Öncelikle ısıtılıp ısıtılıp önümüze sürülen şu Bostanlı- Üçkuyular arasına denizin altından tüp geçit yapılması projesini lütfen bir kenara bırakın. Bu saçmalık kime ne yarar getirecek bilmiyorum; durmadan matah bir şeymiş gibi gündeme getirilip duruyor. O kadar istiyorsanız söz konusu iskeleler arasında 15 dakika arayla işleyen vapurlar koyun; böylece içinde çoğunlukla bir-iki kişiyi taşıyan otomobilleri kentin bir ucundan öbür ucuna daha kısa sürede aktarmaktan başka işe yaramayacak aşırı pahalı bir yatırım yerine; hem daha ucuza hem de daha çok insanı karşı kıyıya taşıyarak önemli bir sorunu gidermiş olursunuz. Bu konu bu kadar basittir yani.
Aslında bu ağza bile alınmaya değmeyecek tüp geçit projesiyle ilgili bir görüş ortaya koymamın nedeni, olur da birileri bu proje fikrini ciddiye alır korkusundan kaynaklanıyor. Hani bir deli kuyuya taş atar misali başımız derde girmesin diye. Çünkü gördüğümüz kadarıyla çılgınlığa meraklılar var etrafta ve ne olur ne olmaz, yetkili birileri “Niye olmasın; konuşacak yeni konu çıkar’’ diyebilir.

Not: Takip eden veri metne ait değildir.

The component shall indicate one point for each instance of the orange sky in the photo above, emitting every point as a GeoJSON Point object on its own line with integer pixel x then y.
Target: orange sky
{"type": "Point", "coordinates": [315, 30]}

Uzun zamandır çektiğimiz trafik azabını azaltacak önlemler, gün ışığı gibi ortada olmasına karşın “Hiç verimli olmuyor’’ gerekçesiyle bir tarafa itiliyor ya, bundan daha büyük çılgınlık olamaz. Bu söylemi bırakıp şu körfezde üç beş vapur daha fazla çalıştırın; yeni iskeleler kurun; vapur seferlerini olur olmaz değiştirmeyin, sabah erkenden başlayın akşamın geç saatlerine kadar sürdürün de biz de şu kentte bir yerden bir yere gidebilmek için sıkış tepiş otobüsler içinde saatlerce çile çekmeyelim. Malumunuz önümüz yaz; havalar hafiften ısınmaya başladı ve İzmirliler’in kalenderliği kalabalık otobüslerde deliliğe dönüşebilir. Sabrın da bir sonu vardır yani.
Duymayan kulaklara...
Duymayan kulaklara bir kez daha seslenmek gerekiyor; körfezin her köşesinde “vapurumuzu istiyoruz’’. Çünkü koskoca Hatay caddesini aylarca hatta yıllarca trafiğe kapatıp da kentin neredeyse yarısını kötürüm bırakırsanız, sosyal bir belediye olarak göreviniz “verimli’’ olmasını bir yana bırakıp halkı rahatlatacak her türlü önlemi almak olmalıdır. Artık bu aşamada, her ne demekse şu verimliliği falan dert etmeyip her iskeleyi vızır vızır vapurlarla çalışır hale getirmeli, halkı bu iskelelere kolayca ulaştırarak deniz ulaşımını kullanmaya teşvik etmelisiniz. Aksi takdirde metronun yıllarca tamamlanamamasına bugüne kadar zoraki de olsa sabır gösteren İzmirliyi kaybedebilirsiniz. Çünkü İzmirliler, trafik ızdırabının yol açtığı mutsuzluğu “yaşam tarzını yitirme’’ endişesinin önüne geçirmek üzereler.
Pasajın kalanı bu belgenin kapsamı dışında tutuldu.